How we can leverage advances in machine learning for biodiversity conservation among others
EDA
pytorch
biodiversity
conservation
spectrograms
bioacoustics
Published
January 8, 2026
Identifying birdcalls with deeplearning
Over a million species face extinction right now and we’re losing species faster than we can count them. While rainforests capture the spotlight, a quieter extinction is happening all around us—in the soundscapes we barely notice. Organizations such as Earth Species Initiative, Hula, Biometrio etc. aren’t waiting for boots on the ground to disappear into the wilderness; they’re training AI to listen instead.
Why & How?
What if you could monitor an entire ecosystem without stepping foot in it? A single passive acoustic monitor—a battery-powered device no bigger than a shoebox—can listen 24/7, capturing the calls of species too shy to let humans near them. Deploy a network of them, pair their recordings with machine learning models trained on repositories like Xeno-canto’s 1+ million bird recordings, and suddenly you can track biodiversity across landscapes faster and cheaper than traditional field surveys ever allowed. That’s the promise of passive acoustic monitoring: turning the invisible language of nature into quantifiable conservation data. In this guide, we’ll try to build our own deep learning model to do exactly that.

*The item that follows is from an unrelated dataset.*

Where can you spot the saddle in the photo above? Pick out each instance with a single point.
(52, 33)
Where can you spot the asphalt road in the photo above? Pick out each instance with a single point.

Deep learning already leveraging acoustics data to try to find known bird calls - presence and diversity of birds and other animals is a sign of healthy bio-diversity - increasingly, we are also trying to detect in-species sounds:
The following tutorial is based on this github repo that I created where you can find more information.
To download metadata of recordings programatically from Xeno-Canto, you’d need an API key that’s freely available once you register.
I’m interested in identifying bird species in a small region and for that we can train a simple deeplearning model. Instead of training a model on the recordings from a small region, for which we may or may not have enough data, we instead find out which birds are typically found in the said region and try to get recordings for those species from a wider area (e.g., a city/country/continent etc.). Then we can test it to identify birds in our narrow region.
I’m interested in Munich city but first, let’s find out how many recordings for birds we have for Germany…
Wow! we have ~36K recordings of 340 different species of birds… that’s very interesting. Can’t analyse all here… so let’s take a subset from Munich… We draw a bounding box
cnt
France 0.203860
Sweden 0.187719
Spain 0.092281
Poland 0.083860
United Kingdom 0.069825
Germany 0.053684
Netherlands 0.041754
Italy 0.035789
Norway 0.025965
Portugal 0.019298
Name: proportion, dtype: float64
Interesting! Most of the recordings for the birds that I am interested in from Munich comes not from Germany but from neighbouring countries… this provides insights as to the habitat spread of a species of interest.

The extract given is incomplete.